🤖 AI Summary
This work addresses speaker verification for conversational telephone speech (CTS) in the NIST SRE 2024 audio track. We develop highly robust speaker embedding extractors under both closed-set (trained exclusively on SRE24 telephone speech) and open-set (incorporating multilingual public data) conditions. Methodologically, we pioneer the integration of ReDimNet architecture and the XLS-R self-supervised large model into the SRE frontend, and propose a cross-lingual transfer learning paradigm based on VoxBlink2 to significantly enhance generalization on low-resource telephone speech. Our experiments combine ResNet/ReDimNet backbones, statistical and attention-based pooling, XLS-R pretraining, and VoxBlink2 fine-tuning. On SRE24, this framework achieves state-of-the-art frontend performance, substantially improving both verification accuracy and cross-channel robustness.
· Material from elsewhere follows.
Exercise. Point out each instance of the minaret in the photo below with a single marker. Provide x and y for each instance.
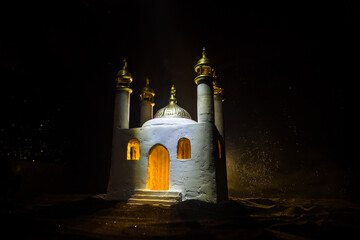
(204, 79)
(146, 103)
(122, 98)
(218, 100)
The resulting system constitutes a reusable, cutting-edge frontend development framework for speaker verification.
📝 Abstract
We present a comprehensive analysis of the embedding extractors (frontends) developed by the ABC team for the audio track of NIST SRE 2024. We follow the two scenarios imposed by NIST: using only a provided set of telephone recordings for training (fixed) or adding publicly available data (open condition). Under these constraints, we develop the best possible speaker embedding extractors for the pre-dominant conversational telephone speech (CTS) domain. We explored architectures based on ResNet with different pooling mechanisms, recently introduced ReDimNet architecture, as well as a system based on the XLS-R model, which represents the family of large pre-trained self-supervised models. In open condition, we train on VoxBlink2 dataset, containing 110 thousand speakers across multiple languages. We observed a good performance and robustness of VoxBlink-trained models, and our experiments show practical recipes for developing state-of-the-art frontends for speaker recognition.